# RTL tags?!



## amikama

It's well-known that writing posts in Hebrew (and Arabic too) can sometimes be nightmare. Now that we have Hebrew and Arabic forums, I did a little research hoping to find a magic solution to this problem.

I'm far away from being HTML master, but if I don't mistake, tags like <p dir=rtl></p> solve the bidirectional problem and display the right-to-left text (Hebrew and Arabic) properly (aligning to the right, punctuation marks placed correctly, etc.).
Now, I found out that admins can create custom BB codes. So if those HTML tags were implemented as BB codes (let's say, ), then the life of the forer@s who speak/learn RTL-ish would be much easier... no?


----------



## mkellogg

Don't they already work that way?  I was under the impression that there wasn't any problem, and therefore, there is no need for special tags like that.

Mike


----------



## amikama

mkellogg said:
			
		

> Don't they already work that way? I was under the impression that there wasn't any problem, and therefore, there is no need for special tags like that.
> 
> Mike


No, they don't.

האם סימן השאלה מופיע בסוף המשפט?
The question mark should be at the left, not at the right.

המשפט הירוק צריך להיות בצד ימין abc המשפט הכחול צריך להיות בצד שמאל
The green sentence should be at the right and the blue one at the left (they are misplaced because of the Latin characters).

And other problems related to text direction. Aligning it to the right won't work. I tried this in a HTML editor with dir=rtl property and it did work.

In fact, I saw that similar question was asked in the vBulletin Community Forum (regarding Arabic), and the answer was to use custom BBcode to solve it.


----------



## Jana337

I am not an expert - I hope someone can describe the problems better, but from my experience, the output differs depending on whether I compose Arabic messages directly in the vB window, copy them from Wikipedia (or elsewhere for that matter) or from Word.

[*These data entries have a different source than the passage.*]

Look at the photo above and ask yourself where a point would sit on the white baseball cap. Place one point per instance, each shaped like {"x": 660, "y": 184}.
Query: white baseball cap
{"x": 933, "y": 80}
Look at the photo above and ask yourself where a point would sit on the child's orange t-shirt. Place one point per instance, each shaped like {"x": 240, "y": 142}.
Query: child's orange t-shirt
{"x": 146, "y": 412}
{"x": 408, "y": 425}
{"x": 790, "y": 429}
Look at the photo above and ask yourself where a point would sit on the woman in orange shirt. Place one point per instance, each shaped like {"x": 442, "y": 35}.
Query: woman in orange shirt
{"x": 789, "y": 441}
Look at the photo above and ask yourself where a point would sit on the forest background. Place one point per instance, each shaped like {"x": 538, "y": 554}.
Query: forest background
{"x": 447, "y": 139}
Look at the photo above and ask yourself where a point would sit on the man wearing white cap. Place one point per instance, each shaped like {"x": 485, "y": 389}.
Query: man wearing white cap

The following sentences were composed here (question marks OK, period not):
                                                 هل كتبت هذا الكتاب؟

هل هي فهمت؟

إسمي ينا.


This is copied from Wiki - the last period misplaced:
*مصر* هي دولة تقع في شمال أفريقيا مطلة على الشاطئ الجنوبي الشرقي للبحر الأبيض المتوسط و الشاطئ الشمالي الغربي للبحر الأحمر. يحدها من الغرب ليبيا، من الجنوب السودان، من الشمال الشرقي فلسطين و إسرائيل. يفصلها البحر الأحمر عن كل من الأردن و السعودية. تمر قناة السويس فيها، اللتي تفصل قارتي آسيا و أفريقيا. مصر هي أكبر دولة عربية سكاناً، كما أن عاصمتها القاهرة تحتضن مقر جامعة الدول العربية.​ 
Word usually performs the worst.

Jana


----------



## mkellogg

Alright, I created an [ rtl ] tag as suggested.  It was easy enough.  Let me know if it works or not.  Sorry, no button for now.


----------



## amikama

mkellogg said:
			
		

> Alright, I created an [ rtl ] tag as suggested. It was easy enough. Let me know if it works or not. Sorry, no button for now.


OK, let's test it:

האם סימן השאלה מופיע בסוף השאלה?

האם המשפט הירוק djfos מופיע לפני המשפט הכחול?

"זה נראה נחמד מאוד," אמרה אליס כשסיימה לקרוא אותו, "אבל *די קשה* להבנה!" (אתם מבינים, היא לא רצתה להודות, אפילו בפני עצמה, שאינה מבינה אותו בכלל.) "איכשהו נדמה שהוא ממלא לי את הראש ברעיונות - רק שאני לא בדיוק יודעת מהם!"
(לואיס קרול, "מבעד למראה ומה אליס מצאה שם", תרגום: רנה ליטווין) 
Yes, it seems to work now. Thanks!


----------



## elroy

amikama said:
			
		

> OK, let's test it:
> 
> האם סימן השאלה מופיע בסוף השאלה?
> 
> האם המשפט הירוק djfos מופיע לפני המשפט הכחול?
> 
> "זה נראה נחמד מאוד," אמרה אליס כשסיימה לקרוא אותו, "אבל *די קשה* להבנה!" (אתם מבינים, היא לא רצתה להודות, אפילו בפני עצמה, שאינה מבינה אותו בכלל.) "איכשהו נדמה שהוא ממלא לי את הראש ברעיונות - רק שאני לא בדיוק יודעת מהם!"
> (לואיס קרול, "מבעד למראה ומה אליס מצאה שם", תרגום: רנה ליטווין)
> Yes, it seems to work now. Thanks!


 
Really?!  

So all I have to do is use the rtl tag and I won't have to worry about formatting problems?  Does that mean all the trouble we went through with the Hebrew sticky could have been avoided by typing a few keystrokes?


----------



## mkellogg

Glad to help


----------



## JLanguage

mkellogg said:
			
		

> Alright, I created an [ rtl ] tag as suggested. It was easy enough. Let me know if it works or not. Sorry, no button for now.


 
Hurray! What next? A free Hebrew-Hebrew dictionary?  

Formatting is no longer a homicidal-mood-inducing activity!

-Jonathan.


----------